An automatic indexing system for Postgres: How we built the pganalyze Indexing Engine

Indexing is hard. Most people who have worked with databases will agree that regardless of how you do it, creating the right indexes on your database requires thought and detailed analysis. It's not something to be taken lightly. If you don't create the right indexes, your queries will be slow, and if you create too many indexes, your writes on busy tables will be slowed down significantly.

But even if you know how to do it, indexing takes a lot of effort. And this has gotten more complex with the use of microservices (no longer a single place to look for queries), and the continued use of ORMs to generate queries from application logic, hiding the exact details of what kind of queries are running on production.

Over a year ago we set out to challenge the status quo. Our guiding principle was to build a better indexing system that is AI-assisted, but developer-driven. And today we are introducing the first leap forward to help address the complexity of indexing modern query workloads.

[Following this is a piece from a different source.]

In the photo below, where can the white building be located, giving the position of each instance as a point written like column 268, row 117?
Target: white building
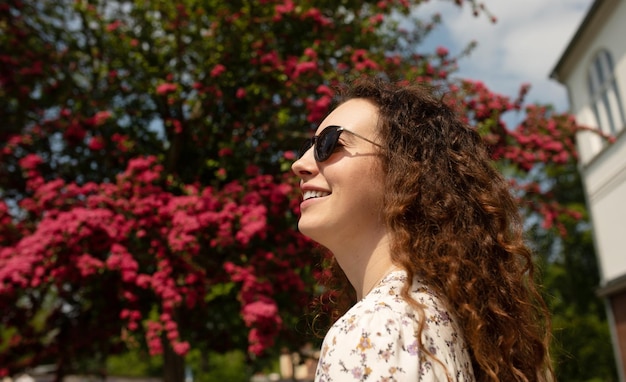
column 593, row 68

In this blog post, we will walk you through the new pganalyze Indexing Engine that gives developers a better way to index their database through automatic index selection. This intelligent system can be explained, understood and (in future iterations) tuned to individual indexing preferences.

Continue reading to take a closer look at what the pganalyze Indexing Engine is, and how we built it. If you are interested in how to use the new functionality in pganalyze, check out our companion blog post about the new version of the pganalyze Index Advisor.

Diagram illustrating the two phases of the pganalyze Indexing Engine

A structured approach for database indexing

Best practices for creating the right indexes haven't changed much over the years, but the knowledge on how to do it isn't evenly distributed. If you ask a Postgres expert, they will give you a variant of the advice contained in the Postgres documentation, or excellent third-party resources such as Markus Winand's "Use The Index, Luke". If you are a typical application developer, you probably know how to handle single and multi-column B-tree indexes, but find it challenging to reason about other Postgres index types such as GIST and GIN.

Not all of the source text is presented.